僕は視線で、タカ丸さんに続きを言うように促す。タカ丸さんは少し言葉を口にするのをためらった後、慎重に言葉を選んでいるのか、ゆっくりと続きを口にした。
「僕、小さい頃からずっと髪結いの修行してたでしょ?同年代の子と遊ぶ機会がほとんど無くって…。大勢でわきあいあいとしてる乱太郎たちが凄く輝いて見えたし、羨ましかった。だから、僕もこの学園に入れば、こんな風に友達に囲まれた充実した毎日がおくれるのかな…?なんて思っちゃったんだ。」


タカ丸さんの言葉は、おそらく発した本人の意図したものよりずっと、僕の胸に重く響いてきた。

思わず考え込んでしまった僕に、タカ丸さんは何を勘違いしたのか、「あ、でも今は、真剣に忍術学んでるし、将来は髪結いと忍者を両立できたら、なんて思ってるよ!」と、少々焦り気味に話しかけてきた。

違う。僕が考えていたのはそんなことじゃない。

タカ丸さんは、あんな膝の傷を負うくらい真剣に志していた髪結いの道をいったん捨ててまで、「思い出作り」のために忍術学園に入ってきたのか?
この人にとって「思い出作り」はそんなに重要なものなのか?


だが、それを本人にたずねることはできなかった。

何がどれくらい大切かなんて、そんなの人それぞれだ。タカ丸さんにとって、同年代の友達をつくり、彼らと触れ合うことは、髪結いの道をいったん捨ててでも手に入れたいほど魅力的なことだったのだろう。

そこで一つの考えが浮かぶ。

そこまでして「同年代との「思い出作り」」を渇望するなんて、タカ丸さんは、これまでどんな十五年間を過ごしてきたのだろうかと。
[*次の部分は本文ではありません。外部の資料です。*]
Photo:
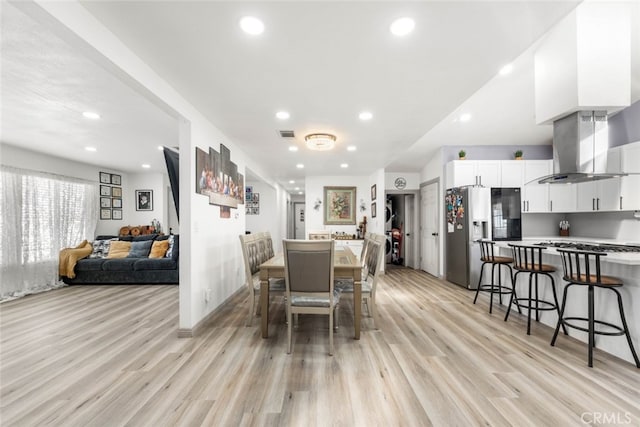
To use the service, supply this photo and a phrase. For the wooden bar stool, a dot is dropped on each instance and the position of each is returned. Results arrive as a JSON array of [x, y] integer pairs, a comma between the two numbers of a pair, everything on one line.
[[487, 256], [528, 259], [579, 269]]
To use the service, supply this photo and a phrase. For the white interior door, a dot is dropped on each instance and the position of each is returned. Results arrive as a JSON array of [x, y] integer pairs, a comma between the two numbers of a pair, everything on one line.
[[298, 213], [429, 225]]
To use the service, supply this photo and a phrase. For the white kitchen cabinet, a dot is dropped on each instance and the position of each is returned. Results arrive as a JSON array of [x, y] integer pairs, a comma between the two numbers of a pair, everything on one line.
[[629, 193], [562, 198], [473, 172], [535, 197], [603, 195]]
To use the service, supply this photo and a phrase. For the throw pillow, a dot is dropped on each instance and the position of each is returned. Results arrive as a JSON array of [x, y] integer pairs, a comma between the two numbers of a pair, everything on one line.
[[140, 249], [119, 249], [159, 249], [100, 248], [171, 240]]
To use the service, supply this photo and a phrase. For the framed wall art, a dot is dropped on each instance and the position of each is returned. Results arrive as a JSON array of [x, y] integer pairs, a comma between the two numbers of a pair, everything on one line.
[[340, 205], [144, 200]]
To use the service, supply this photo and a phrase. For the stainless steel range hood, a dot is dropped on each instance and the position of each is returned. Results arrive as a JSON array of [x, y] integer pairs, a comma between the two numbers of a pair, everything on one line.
[[580, 144]]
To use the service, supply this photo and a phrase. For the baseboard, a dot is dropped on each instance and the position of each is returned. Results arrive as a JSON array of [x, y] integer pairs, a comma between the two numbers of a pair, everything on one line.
[[197, 329]]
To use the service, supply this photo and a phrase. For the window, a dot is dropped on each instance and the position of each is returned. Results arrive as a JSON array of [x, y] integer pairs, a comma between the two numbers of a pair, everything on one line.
[[39, 215]]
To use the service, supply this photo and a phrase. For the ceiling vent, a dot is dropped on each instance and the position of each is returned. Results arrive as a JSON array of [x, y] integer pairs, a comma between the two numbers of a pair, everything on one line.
[[287, 134]]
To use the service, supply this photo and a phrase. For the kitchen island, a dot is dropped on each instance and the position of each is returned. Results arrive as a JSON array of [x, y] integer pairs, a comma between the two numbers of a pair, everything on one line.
[[623, 265]]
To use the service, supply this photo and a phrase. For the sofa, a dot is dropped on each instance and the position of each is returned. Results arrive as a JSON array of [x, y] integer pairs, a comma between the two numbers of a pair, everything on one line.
[[128, 260]]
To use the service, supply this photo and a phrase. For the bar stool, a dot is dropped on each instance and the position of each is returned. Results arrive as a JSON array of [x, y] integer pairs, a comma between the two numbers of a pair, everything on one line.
[[577, 266], [528, 259], [487, 256]]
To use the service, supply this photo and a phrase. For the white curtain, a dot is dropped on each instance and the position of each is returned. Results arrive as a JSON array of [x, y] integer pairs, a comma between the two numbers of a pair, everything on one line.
[[39, 215]]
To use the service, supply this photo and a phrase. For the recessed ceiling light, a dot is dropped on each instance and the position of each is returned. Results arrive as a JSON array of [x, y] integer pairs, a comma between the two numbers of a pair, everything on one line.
[[251, 25], [365, 115], [91, 115], [402, 27], [506, 69]]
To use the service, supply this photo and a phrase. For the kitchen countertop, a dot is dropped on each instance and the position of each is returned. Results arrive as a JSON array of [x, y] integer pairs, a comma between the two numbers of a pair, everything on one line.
[[627, 258]]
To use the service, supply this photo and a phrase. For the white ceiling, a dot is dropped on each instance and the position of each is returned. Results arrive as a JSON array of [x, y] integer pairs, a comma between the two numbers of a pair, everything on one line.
[[324, 62]]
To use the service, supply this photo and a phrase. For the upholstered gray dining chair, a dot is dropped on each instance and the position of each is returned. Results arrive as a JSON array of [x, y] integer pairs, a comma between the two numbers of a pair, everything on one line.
[[308, 266]]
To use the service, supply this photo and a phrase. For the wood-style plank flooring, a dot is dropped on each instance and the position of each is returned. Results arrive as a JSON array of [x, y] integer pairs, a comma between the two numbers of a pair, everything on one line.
[[110, 356]]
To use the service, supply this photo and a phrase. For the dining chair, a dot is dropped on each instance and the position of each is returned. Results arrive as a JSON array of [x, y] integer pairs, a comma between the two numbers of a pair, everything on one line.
[[320, 235], [371, 275], [255, 254], [308, 267]]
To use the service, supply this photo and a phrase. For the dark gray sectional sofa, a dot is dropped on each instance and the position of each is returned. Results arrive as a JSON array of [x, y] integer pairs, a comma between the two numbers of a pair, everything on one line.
[[129, 270]]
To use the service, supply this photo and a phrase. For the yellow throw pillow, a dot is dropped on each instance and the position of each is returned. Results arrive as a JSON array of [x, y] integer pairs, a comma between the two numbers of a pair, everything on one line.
[[119, 249], [159, 249]]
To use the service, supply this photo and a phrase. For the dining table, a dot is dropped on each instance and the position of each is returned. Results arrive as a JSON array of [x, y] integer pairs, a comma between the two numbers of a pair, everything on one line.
[[345, 264]]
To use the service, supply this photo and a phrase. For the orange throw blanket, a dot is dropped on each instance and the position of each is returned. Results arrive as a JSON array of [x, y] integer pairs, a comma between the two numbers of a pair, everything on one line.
[[69, 257]]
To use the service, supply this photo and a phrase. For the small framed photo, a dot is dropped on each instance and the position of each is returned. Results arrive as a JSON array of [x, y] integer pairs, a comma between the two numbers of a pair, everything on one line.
[[144, 200]]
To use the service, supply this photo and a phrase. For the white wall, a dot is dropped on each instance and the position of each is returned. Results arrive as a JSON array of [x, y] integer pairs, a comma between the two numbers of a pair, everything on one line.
[[25, 159], [314, 185]]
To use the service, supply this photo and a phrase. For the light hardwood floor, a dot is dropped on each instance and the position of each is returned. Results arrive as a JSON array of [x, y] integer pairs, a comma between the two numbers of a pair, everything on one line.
[[110, 356]]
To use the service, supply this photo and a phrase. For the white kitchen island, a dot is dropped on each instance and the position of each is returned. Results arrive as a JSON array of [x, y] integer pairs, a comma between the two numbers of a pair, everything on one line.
[[625, 266]]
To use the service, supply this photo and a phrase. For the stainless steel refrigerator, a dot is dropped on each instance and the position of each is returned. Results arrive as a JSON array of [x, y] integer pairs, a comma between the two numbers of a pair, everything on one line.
[[468, 215]]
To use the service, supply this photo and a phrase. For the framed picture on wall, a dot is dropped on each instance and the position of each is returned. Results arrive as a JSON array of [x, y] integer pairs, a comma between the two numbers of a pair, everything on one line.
[[144, 200], [340, 205]]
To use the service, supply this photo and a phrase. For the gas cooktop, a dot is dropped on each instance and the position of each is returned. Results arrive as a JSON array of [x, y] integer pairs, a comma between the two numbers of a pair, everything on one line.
[[596, 247]]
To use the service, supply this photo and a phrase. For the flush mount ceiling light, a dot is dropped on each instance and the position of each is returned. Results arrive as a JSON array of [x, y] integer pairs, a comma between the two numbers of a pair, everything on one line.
[[251, 25], [91, 115], [402, 27], [320, 141]]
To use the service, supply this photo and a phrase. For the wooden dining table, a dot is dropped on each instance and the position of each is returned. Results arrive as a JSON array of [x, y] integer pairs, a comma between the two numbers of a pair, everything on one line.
[[345, 264]]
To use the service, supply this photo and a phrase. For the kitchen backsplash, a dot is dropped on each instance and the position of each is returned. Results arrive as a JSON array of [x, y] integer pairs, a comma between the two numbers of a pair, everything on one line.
[[607, 225]]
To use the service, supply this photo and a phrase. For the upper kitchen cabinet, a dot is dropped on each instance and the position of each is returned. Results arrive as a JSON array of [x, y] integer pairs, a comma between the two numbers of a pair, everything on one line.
[[584, 63], [473, 172]]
髪結いのような職人気質の職業は、それこそ物ごころついたときから修行をさせるという。ましてやタカ丸さんの父上は、有名なカリスマ髪結いだ。その修業が群を抜いて厳しいものであることも、想像に難しくない。
同年代の子が野原を駆け回っていた頃も、彼らのそんな姿を横目に、タカ丸さんは父上と二人、修行に励んでいたのだろう。